Anchor Partner
We look for opportunities to build trust and establish game-theoretic relationship with partners on the basis of mutual benefits.
Who can partner with us?
Protocols built with veToken model.
Must have completed comprehensive code review by at least 1 leading smart contract audit company or provide proof of confidence for protocol security.
Why partner with us?
DeFi yield booster to enable cross-chain staking: as a DeFi yield booster, Loopfi will power partners by enabling cross-chain access to staking (i.e., users can stake from L2s or other blockchains to access the same level of benefits and eligibility for protocols built on Ethereum, with much lower gas fee experiences).
Aligned interests to drive long-term commitment: in a veToken model, veToken stakers reply on LPs in order to generate additional revenue and LPs rely on veToken staker in order to maintain liquidity with the max boost factor. Loopfi attempts to merge the two population through tokenomics, where LPs receive max boost that encourages a long-term commitment, and veToken stakers receive more trading fees and are incentivized to facilitate the boost.
Win-win situation for all: Loopfi launched a liquid version of locked veTokens (aka pTokens on Loopfi) by aggregating everyone’s veToken and depositing so that participants can get the maximum yield. This carefully crafted mechanism makes everyone happy – LPs and stakers will receive max boost on veTokens, with LPF token as additional rewards when remaining liquid on their veToken holdings. Our partner protocols will have more veToken locked up to a maximum possible extent, offsetting some of the supply emissions. Loopfi will be able to accumulate enough veTokens to give a significant boost to all the pools our users are depositing liquidity for.
How to partner with us?
Our partners will need to provide bootstrapping liquidity support for whitelisted pairs. For example, dForce provide USX liquidity for their LPF/USX pool.

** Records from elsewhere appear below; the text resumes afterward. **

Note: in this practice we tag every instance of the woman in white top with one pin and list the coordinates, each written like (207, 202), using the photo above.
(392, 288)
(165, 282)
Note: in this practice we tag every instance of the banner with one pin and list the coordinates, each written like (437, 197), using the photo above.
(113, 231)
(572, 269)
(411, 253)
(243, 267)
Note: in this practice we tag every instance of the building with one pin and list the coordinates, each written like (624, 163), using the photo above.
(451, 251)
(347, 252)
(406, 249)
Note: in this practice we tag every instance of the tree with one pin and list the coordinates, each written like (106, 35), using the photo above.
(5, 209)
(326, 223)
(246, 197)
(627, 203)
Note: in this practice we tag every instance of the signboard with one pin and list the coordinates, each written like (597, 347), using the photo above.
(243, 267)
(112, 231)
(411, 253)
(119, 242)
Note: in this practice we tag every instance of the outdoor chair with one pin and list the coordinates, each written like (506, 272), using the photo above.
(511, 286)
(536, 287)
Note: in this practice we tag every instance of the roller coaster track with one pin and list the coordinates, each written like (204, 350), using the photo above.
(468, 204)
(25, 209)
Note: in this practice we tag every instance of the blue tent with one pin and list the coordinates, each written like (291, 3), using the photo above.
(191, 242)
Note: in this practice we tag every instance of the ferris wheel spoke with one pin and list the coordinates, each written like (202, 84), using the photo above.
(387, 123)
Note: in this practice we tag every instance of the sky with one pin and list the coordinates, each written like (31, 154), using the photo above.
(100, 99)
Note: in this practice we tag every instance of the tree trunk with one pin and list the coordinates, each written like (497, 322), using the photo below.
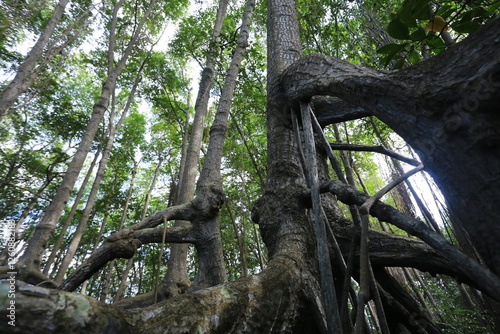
(287, 296)
(69, 219)
(29, 264)
(176, 280)
(445, 108)
(23, 77)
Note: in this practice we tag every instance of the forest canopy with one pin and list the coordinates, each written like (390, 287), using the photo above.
(250, 166)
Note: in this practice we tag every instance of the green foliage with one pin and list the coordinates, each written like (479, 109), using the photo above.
(453, 310)
(410, 22)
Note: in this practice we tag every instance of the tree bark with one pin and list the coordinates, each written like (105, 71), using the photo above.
(445, 108)
(23, 77)
(28, 265)
(176, 280)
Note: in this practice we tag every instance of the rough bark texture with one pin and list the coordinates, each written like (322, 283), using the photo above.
(25, 72)
(286, 297)
(445, 108)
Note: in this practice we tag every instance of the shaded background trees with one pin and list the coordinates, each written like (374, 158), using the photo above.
(45, 125)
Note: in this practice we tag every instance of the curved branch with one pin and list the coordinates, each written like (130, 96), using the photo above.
(409, 93)
(374, 148)
(124, 248)
(486, 280)
(329, 110)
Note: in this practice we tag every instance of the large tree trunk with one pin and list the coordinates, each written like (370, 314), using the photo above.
(287, 296)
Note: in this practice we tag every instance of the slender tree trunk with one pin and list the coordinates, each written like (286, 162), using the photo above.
(69, 219)
(29, 263)
(121, 289)
(176, 280)
(20, 83)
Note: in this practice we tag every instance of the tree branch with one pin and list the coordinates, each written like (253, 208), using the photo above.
(374, 148)
(486, 280)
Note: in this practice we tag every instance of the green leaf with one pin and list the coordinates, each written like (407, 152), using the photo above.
(446, 11)
(436, 42)
(418, 35)
(420, 10)
(398, 30)
(404, 13)
(391, 48)
(466, 26)
(414, 57)
(400, 63)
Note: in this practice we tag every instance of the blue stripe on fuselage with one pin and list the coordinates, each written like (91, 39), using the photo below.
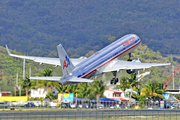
(95, 61)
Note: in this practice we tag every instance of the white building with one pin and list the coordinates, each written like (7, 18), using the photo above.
(38, 92)
(41, 93)
(112, 94)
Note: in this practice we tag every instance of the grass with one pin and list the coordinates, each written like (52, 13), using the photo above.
(112, 118)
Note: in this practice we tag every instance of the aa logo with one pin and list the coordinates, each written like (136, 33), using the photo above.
(66, 62)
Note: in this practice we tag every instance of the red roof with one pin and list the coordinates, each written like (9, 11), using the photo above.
(123, 99)
(115, 91)
(5, 91)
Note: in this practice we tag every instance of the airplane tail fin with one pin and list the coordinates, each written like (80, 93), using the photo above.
(66, 63)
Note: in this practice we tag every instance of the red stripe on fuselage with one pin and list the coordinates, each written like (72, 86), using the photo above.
(111, 59)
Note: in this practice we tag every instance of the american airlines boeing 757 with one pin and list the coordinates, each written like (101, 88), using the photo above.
(105, 60)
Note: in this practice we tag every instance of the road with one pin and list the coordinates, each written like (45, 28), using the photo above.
(84, 113)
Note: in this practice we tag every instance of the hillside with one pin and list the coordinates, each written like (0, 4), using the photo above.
(36, 27)
(9, 66)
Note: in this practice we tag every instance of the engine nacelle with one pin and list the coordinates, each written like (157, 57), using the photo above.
(131, 71)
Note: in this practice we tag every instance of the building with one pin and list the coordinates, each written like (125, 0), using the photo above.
(5, 93)
(40, 92)
(117, 95)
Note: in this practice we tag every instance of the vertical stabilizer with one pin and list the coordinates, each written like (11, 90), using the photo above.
(66, 63)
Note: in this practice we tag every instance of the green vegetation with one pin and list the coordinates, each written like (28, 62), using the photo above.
(10, 66)
(37, 27)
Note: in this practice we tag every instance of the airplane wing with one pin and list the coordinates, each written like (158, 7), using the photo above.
(46, 60)
(80, 80)
(46, 78)
(120, 64)
(58, 79)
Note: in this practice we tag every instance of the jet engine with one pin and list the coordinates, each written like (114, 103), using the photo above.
(131, 71)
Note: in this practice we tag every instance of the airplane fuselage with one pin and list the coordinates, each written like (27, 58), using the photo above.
(91, 65)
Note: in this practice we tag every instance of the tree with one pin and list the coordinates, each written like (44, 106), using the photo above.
(83, 90)
(61, 88)
(50, 96)
(124, 84)
(134, 83)
(44, 83)
(150, 91)
(97, 88)
(27, 84)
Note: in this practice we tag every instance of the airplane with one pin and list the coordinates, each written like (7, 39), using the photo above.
(106, 60)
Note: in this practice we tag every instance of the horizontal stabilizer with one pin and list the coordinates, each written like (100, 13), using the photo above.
(46, 78)
(80, 80)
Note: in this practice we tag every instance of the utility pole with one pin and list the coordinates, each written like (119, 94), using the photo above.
(16, 83)
(23, 76)
(172, 69)
(29, 72)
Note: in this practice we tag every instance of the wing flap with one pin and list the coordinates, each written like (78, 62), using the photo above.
(120, 64)
(80, 80)
(46, 78)
(46, 60)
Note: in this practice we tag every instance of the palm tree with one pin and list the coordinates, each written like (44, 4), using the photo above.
(134, 83)
(97, 88)
(72, 88)
(44, 83)
(150, 91)
(82, 90)
(124, 84)
(27, 84)
(61, 88)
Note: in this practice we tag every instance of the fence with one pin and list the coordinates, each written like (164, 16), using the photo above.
(92, 105)
(93, 115)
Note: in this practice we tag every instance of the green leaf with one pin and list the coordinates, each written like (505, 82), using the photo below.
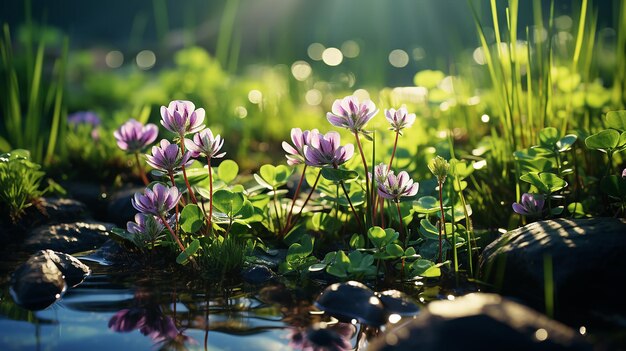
(191, 218)
(548, 137)
(614, 186)
(228, 202)
(604, 141)
(577, 210)
(300, 250)
(426, 205)
(394, 250)
(566, 142)
(183, 257)
(428, 230)
(338, 175)
(616, 119)
(228, 170)
(381, 237)
(357, 241)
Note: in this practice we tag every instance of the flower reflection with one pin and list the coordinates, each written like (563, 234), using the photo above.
(322, 337)
(151, 322)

Each partner’s allocation of LPF should not exceed 10% of the total LPF token.
There will be 15% fee charge on veToken staking rewards, which will be accrued as platform revenue and distributed to LPF stakers through liquidity mining.
In the near future, partners can reward LPs with their native tokens through the ‘Bribery’ mechanism that gives LPF token holders a guide on which pools are giving out the highest APY.
We currently have Balancer, Saddle Finance, etc., as potential candidates in the pipeline.